Bernard Coard argues that racism and discrimination still run deep in the British education system
“Little has changed”, one Caribbean grandmother said to me in Birmingham.
“The situation is just as bad”, another concluded, this time in Brixton.
This was the common refrain at the many meetings I had in several parts of London and in many of Britain’s cities as I toured in connection with the publication of my memoirs three years ago. I was struck by the number of parents and grandparents who came to the meetings with copies of my 1971 booklet, How The West Indian Child Is Made Educationally Subnormal In The British School System.After ten years of sustained struggle in Caribbean communities throughout Britain, the schools for the “educationally subnormal”, into which large numbers of Black Caribbean children of average (and even above average) intellectual ability had been dumped, were finally closed. The role of these ESN schools in suppressing the educational prospects of Caribbean children was then fully taken over by other entities. Schools for “children with learning difficulties”; schools for the “emotionally and behaviourally disturbed” (EBD’s); “pupil referral units” (PRU’s), and so on, quickly filled the ‘spaces’ left by the closure of the ESN schools.
Additionally, stepped-up use of the devices of setting and tiering in the ‘regular’ schools (fundamentally determined by low teacher expectations) captured large numbers of Caribbean-origin children in a system structured to restrict what level of exams they would be permitted to sit, thus effectively limiting their academic and life-career possibilities. The tool of exclusions was also ramped up and is still used to this day, despite the growing evidence that it has become a conveyor belt to prison for so many.

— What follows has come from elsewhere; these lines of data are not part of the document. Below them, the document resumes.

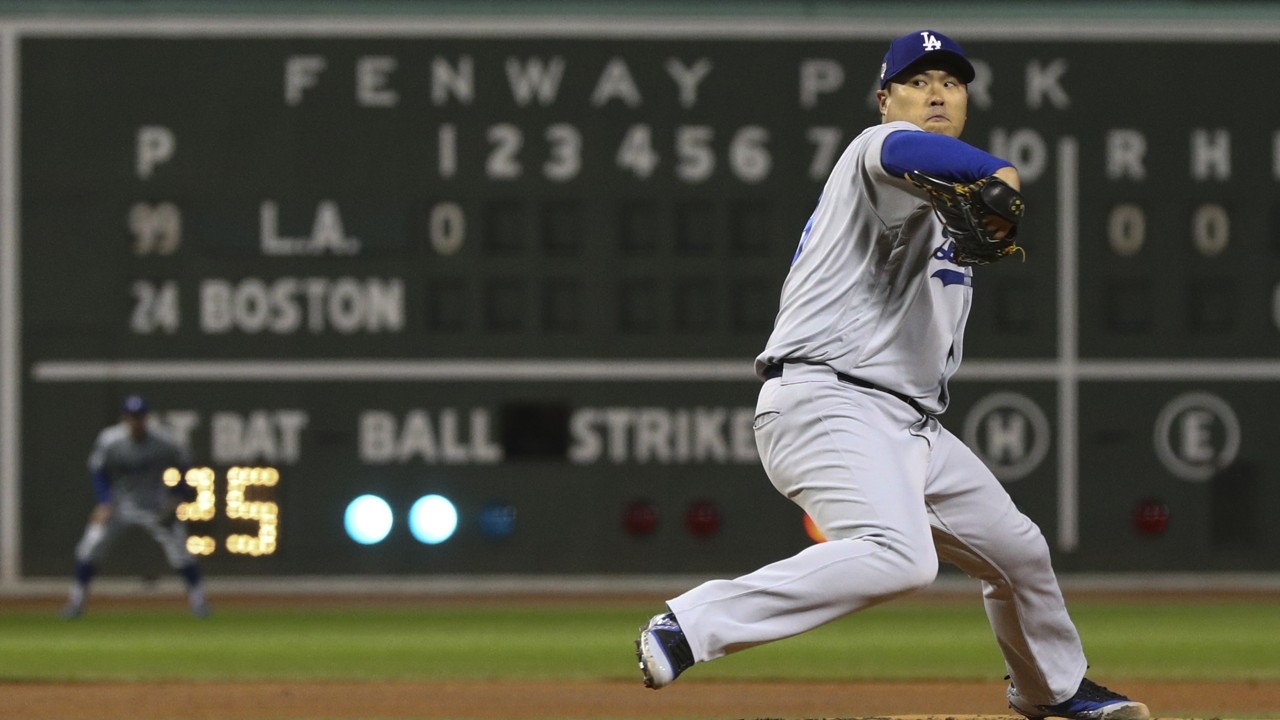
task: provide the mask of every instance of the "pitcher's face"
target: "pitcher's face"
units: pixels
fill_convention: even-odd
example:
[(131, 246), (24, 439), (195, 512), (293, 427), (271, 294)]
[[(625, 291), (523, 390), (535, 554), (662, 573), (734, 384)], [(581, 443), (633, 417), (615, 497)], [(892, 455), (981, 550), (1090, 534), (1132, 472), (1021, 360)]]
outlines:
[(881, 122), (905, 120), (928, 132), (960, 137), (969, 115), (969, 89), (945, 69), (920, 70), (876, 93)]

The disproportionate exclusion of Caribbean-origin children from schools mirrors a more deep-seated and profoundly damaging exclusion of these children and their parents’ identity, history, culture, and contribution to Britain from the curriculum of the British school system. Low academic expectations, and disrespect for their identity, culture, and history, all lead to rebellion. Some rebel by ‘shutting down’. Those who rebel by ‘acting out’ soon find themselves excluded; victims, now, of a double exclusion.
There is a thread which connects the killing of Stephen Lawrence and the way the case was handled by the police, the more recent Grenfell Tower fire in all its dimensions, the public lynching of George Floyd (and the constant extra-judicial killings of black people in the USA) and the electric global response to his televised murder, and the launch of the Black Lives Matter movement by three remarkable Black American women.

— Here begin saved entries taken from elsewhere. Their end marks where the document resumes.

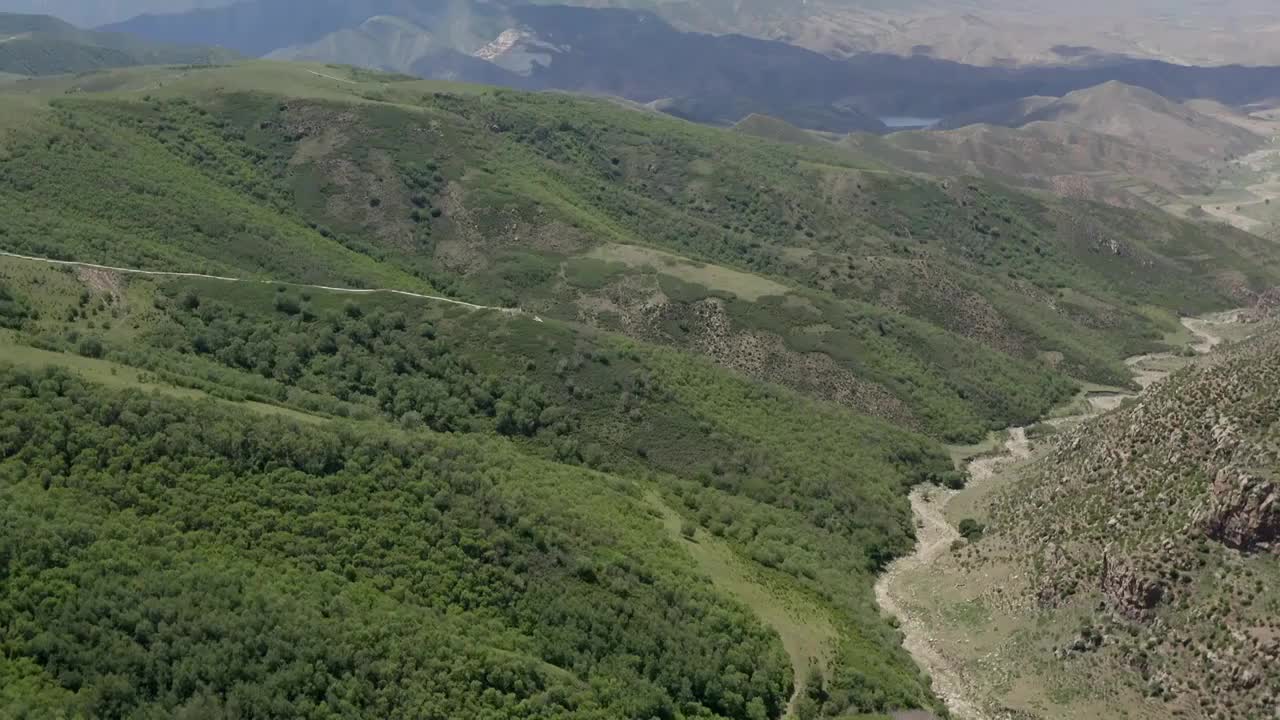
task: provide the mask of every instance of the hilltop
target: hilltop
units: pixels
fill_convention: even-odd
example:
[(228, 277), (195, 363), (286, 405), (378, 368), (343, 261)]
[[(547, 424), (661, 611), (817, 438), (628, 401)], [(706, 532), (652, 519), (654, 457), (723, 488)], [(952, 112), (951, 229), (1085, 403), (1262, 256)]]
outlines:
[[(1069, 377), (1124, 383), (1120, 359), (1159, 349), (1174, 313), (1276, 284), (1270, 246), (1243, 233), (833, 162), (603, 101), (270, 63), (46, 89), (68, 86), (153, 89), (60, 99), (47, 130), (19, 136), (7, 249), (434, 286), (803, 392), (834, 385), (947, 439), (1034, 418)], [(54, 128), (96, 140), (51, 151), (39, 132)], [(126, 146), (135, 191), (77, 190), (133, 172), (110, 160)], [(22, 172), (33, 157), (44, 170)], [(95, 240), (104, 230), (127, 242)]]
[[(1200, 113), (1150, 90), (1114, 81), (1053, 100), (1024, 98), (1009, 110), (1004, 117), (994, 109), (977, 114), (983, 122), (1007, 127), (1036, 122), (1069, 125), (1197, 163), (1244, 155), (1267, 142), (1267, 138), (1237, 124)], [(943, 127), (957, 127), (958, 122), (946, 120)]]
[[(882, 117), (939, 118), (1039, 95), (1062, 97), (1108, 81), (1175, 101), (1240, 106), (1280, 92), (1280, 69), (1194, 67), (1128, 57), (975, 66), (928, 52), (835, 56), (789, 38), (725, 33), (672, 17), (727, 12), (722, 4), (611, 3), (574, 7), (398, 0), (249, 0), (109, 26), (156, 42), (216, 45), (251, 56), (353, 63), (420, 77), (526, 90), (614, 95), (699, 122), (732, 125), (751, 113), (809, 129), (884, 132)], [(821, 12), (820, 3), (795, 6)], [(772, 12), (734, 4), (739, 16)], [(305, 11), (307, 21), (296, 18)], [(370, 23), (370, 21), (373, 21)], [(946, 22), (945, 20), (943, 22)], [(790, 38), (794, 39), (794, 38)]]
[(0, 73), (58, 75), (134, 65), (206, 65), (235, 53), (80, 30), (48, 15), (0, 13)]
[[(1237, 176), (1264, 190), (1257, 173), (1265, 169), (1270, 138), (1277, 132), (1273, 121), (1220, 103), (1175, 103), (1114, 82), (1061, 98), (999, 103), (945, 118), (927, 130), (880, 137), (814, 133), (761, 118), (736, 129), (915, 172), (975, 174), (1064, 196), (1164, 208), (1179, 216), (1206, 204), (1206, 197), (1234, 197), (1219, 188)], [(1248, 197), (1261, 206), (1265, 193)], [(1255, 229), (1257, 223), (1235, 224)]]
[(230, 5), (234, 0), (6, 0), (5, 8), (17, 13), (53, 15), (79, 27), (92, 28), (138, 15), (180, 13), (199, 8)]
[[(367, 1), (367, 0), (362, 0)], [(8, 10), (48, 13), (82, 27), (144, 14), (219, 8), (231, 0), (8, 0)], [(1260, 0), (1228, 0), (1169, 8), (1150, 0), (1063, 5), (1008, 0), (534, 0), (655, 13), (684, 30), (783, 41), (844, 58), (860, 53), (928, 56), (984, 66), (1074, 65), (1128, 58), (1181, 65), (1266, 65), (1275, 52), (1274, 8)], [(320, 3), (311, 3), (320, 5)], [(399, 3), (412, 12), (424, 3)], [(365, 18), (387, 11), (370, 12)], [(363, 21), (362, 18), (361, 21)]]

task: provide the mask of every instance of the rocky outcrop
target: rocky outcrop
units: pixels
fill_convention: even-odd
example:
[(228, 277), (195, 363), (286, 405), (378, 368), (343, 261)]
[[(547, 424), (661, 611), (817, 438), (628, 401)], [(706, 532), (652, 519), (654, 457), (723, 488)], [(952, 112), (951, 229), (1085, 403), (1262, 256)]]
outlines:
[(1280, 553), (1280, 487), (1253, 474), (1223, 468), (1200, 522), (1205, 534), (1228, 547)]
[(1246, 320), (1258, 322), (1275, 317), (1280, 311), (1280, 287), (1264, 290), (1254, 298), (1253, 307), (1245, 311)]
[(1130, 620), (1143, 620), (1164, 599), (1165, 587), (1137, 567), (1102, 554), (1101, 589), (1107, 603)]
[(1025, 570), (1016, 601), (1086, 622), (1054, 628), (1059, 660), (1206, 720), (1280, 720), (1280, 326), (1249, 330), (1062, 427), (988, 523)]
[(1073, 572), (1080, 561), (1071, 557), (1057, 543), (1049, 543), (1041, 554), (1040, 565), (1034, 581), (1036, 605), (1043, 609), (1060, 607), (1075, 594), (1078, 582)]

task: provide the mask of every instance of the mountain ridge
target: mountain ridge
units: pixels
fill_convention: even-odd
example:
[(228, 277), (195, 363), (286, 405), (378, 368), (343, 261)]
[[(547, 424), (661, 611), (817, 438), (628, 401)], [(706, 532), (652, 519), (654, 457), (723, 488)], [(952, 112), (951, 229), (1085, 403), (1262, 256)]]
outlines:
[[(723, 125), (761, 112), (816, 129), (883, 132), (880, 116), (944, 117), (1029, 95), (1060, 97), (1107, 80), (1142, 85), (1175, 100), (1205, 97), (1233, 105), (1280, 94), (1280, 68), (1192, 68), (1123, 58), (1077, 67), (1026, 68), (966, 66), (923, 55), (857, 54), (837, 59), (777, 41), (681, 31), (649, 12), (505, 3), (473, 7), (408, 0), (330, 2), (309, 6), (311, 20), (303, 27), (289, 22), (297, 14), (296, 6), (290, 4), (296, 1), (256, 0), (232, 8), (140, 18), (113, 27), (171, 41), (227, 45), (251, 55), (278, 52), (283, 56), (304, 53), (298, 48), (323, 43), (326, 35), (382, 15), (400, 16), (425, 27), (442, 48), (463, 55), (473, 55), (503, 33), (511, 33), (517, 46), (522, 42), (530, 46), (517, 48), (520, 59), (504, 70), (524, 78), (494, 73), (452, 53), (439, 56), (443, 71), (433, 68), (429, 60), (392, 69), (462, 81), (501, 81), (524, 89), (603, 93), (639, 102), (663, 100), (684, 108), (687, 117)], [(566, 48), (556, 39), (560, 36), (582, 42)], [(341, 44), (340, 40), (330, 42)], [(290, 51), (291, 47), (295, 49)], [(351, 57), (340, 51), (330, 57), (296, 56), (321, 61)], [(371, 64), (395, 63), (377, 58)], [(467, 72), (482, 74), (467, 77)]]
[(201, 65), (236, 54), (211, 47), (149, 43), (121, 33), (80, 30), (48, 15), (0, 13), (0, 72), (55, 75), (135, 65)]
[[(975, 122), (976, 121), (976, 122)], [(1174, 103), (1117, 82), (1037, 96), (882, 137), (812, 133), (756, 119), (739, 131), (827, 146), (917, 172), (968, 173), (1056, 193), (1176, 212), (1214, 190), (1278, 128), (1211, 101)]]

Let’s face it: it is not unreasonable to expect lasting psychological damage to result from centuries of the violent capture, transport, sale, enslavement, and violent brutalisation of fellow human beings, the colonisation of other peoples’ lands and the genocides which accompanied this process (in North America, Central and Southern Africa, Australia, etc), and colonial rule of Black and Brown peoples worldwide. It is reasonable to believe that it would leave a mark on the collective psyche for many generations. Race-based rationalisations, assumptions and belief systems of the dominant ethnic groups which engaged in these activities over such an extended period would be inevitable.

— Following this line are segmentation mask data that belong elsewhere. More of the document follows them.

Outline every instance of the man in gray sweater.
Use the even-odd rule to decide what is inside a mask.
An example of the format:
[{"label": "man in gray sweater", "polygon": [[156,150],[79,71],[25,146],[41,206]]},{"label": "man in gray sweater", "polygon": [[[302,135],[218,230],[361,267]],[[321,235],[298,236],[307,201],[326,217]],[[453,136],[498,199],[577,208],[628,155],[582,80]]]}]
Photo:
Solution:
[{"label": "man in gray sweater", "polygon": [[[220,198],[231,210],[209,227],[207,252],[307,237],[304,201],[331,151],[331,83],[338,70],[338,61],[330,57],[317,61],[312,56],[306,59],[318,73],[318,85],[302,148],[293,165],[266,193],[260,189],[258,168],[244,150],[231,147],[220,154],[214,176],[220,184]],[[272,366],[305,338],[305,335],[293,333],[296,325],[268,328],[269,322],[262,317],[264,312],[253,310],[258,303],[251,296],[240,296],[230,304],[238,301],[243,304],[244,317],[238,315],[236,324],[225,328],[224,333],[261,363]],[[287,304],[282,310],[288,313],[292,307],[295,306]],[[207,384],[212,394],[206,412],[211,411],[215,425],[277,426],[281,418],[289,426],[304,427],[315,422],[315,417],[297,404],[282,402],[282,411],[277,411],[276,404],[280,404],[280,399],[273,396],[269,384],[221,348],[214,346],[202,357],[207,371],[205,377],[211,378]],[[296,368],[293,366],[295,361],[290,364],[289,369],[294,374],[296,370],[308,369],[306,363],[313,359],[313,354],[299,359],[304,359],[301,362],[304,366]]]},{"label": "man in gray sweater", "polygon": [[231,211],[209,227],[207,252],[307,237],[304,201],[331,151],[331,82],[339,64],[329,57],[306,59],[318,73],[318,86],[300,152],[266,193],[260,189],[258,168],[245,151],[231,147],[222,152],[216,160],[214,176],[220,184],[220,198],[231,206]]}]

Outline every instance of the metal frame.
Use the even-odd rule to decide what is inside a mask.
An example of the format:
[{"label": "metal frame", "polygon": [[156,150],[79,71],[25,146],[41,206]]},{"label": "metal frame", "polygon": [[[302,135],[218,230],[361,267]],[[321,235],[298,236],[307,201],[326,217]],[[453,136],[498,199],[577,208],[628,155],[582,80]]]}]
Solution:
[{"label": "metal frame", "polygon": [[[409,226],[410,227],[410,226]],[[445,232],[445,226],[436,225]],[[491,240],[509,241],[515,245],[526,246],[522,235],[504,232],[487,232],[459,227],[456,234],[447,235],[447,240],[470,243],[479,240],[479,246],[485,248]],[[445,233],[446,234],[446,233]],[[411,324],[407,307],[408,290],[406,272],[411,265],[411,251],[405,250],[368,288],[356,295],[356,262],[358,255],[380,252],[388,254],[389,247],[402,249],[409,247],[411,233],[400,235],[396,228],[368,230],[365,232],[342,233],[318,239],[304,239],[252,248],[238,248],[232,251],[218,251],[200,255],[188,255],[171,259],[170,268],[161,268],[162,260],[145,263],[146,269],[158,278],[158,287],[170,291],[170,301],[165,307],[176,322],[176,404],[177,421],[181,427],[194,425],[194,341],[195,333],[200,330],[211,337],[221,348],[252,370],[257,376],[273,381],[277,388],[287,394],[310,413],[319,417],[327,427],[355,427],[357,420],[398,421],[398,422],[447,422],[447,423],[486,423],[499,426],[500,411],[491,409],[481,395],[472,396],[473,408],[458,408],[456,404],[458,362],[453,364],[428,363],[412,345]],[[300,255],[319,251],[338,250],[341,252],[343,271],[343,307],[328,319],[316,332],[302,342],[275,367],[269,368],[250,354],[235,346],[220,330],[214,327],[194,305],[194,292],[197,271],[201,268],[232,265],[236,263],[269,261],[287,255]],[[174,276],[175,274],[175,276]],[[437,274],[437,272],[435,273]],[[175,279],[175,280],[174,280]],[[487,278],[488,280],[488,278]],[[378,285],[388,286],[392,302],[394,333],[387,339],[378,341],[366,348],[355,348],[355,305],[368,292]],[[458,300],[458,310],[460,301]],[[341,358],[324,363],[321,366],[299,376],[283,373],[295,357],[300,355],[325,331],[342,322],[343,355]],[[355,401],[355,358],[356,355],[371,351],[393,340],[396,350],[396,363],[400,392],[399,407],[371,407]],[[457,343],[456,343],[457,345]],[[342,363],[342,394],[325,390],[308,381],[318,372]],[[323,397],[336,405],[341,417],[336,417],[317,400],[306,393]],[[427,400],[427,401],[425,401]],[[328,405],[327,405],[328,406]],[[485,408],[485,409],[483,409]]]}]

Put another way: it would be extraordinary if doctrines of white supremacy, of the inherent inferiority of Black people, did not become embedded in the overwhelmingly unconscious socialisation process of Europeans wherever they live. Such influences on most persons’ thinking would be unconscious, and would be consciously repudiated by most – genuinely so. This is why fifty years after the ESN scandal was exposed, the substance but not the forms of the educational suppression of Caribbean-origin children remains.
The administrators, educational psychologists, principals, teachers, government ministers and their civil servants of the 1950s, 60s and 70s are no more, replaced several times by new generations in these positions. Yet the fundamental policies and practices have remained unchanged; only the specific devices for their execution have changed, adapting creatively to maintain the system of educational suppression against the periodic assaults on it by the suppressed, the oppressed.
This is the definition, and illustration, of what systemic racism is: when generations of people running a system come and go in turn, but the results remain largely unchanged. This is what connects the Stephen Lawrences, George Floyds, Grenfell Tower residents, and all the other persons and events together by one thread.
It is time to consciously and definitively break the generational curse. It is more than time for people of all ethnicities to unite to smash this phenomenon. The brazen lynching of George Floyd ignited a fuse which saw literally millions of white Americans joining the numerous demonstrations in numbers never before seen in America. “Black Lives Matter” has become a global clarion call, not just an American movement.
It is time to openly tackle and defeat systemic racism (not just openly racist actions) in all its manifestations! Steve McQueen’s Small Axe drama series, and now his forthcoming documentary on the BBC, ‘Subnormal: A British Scandal’, are major contributions in the raising of consciousness by all who absorb these extraordinary films.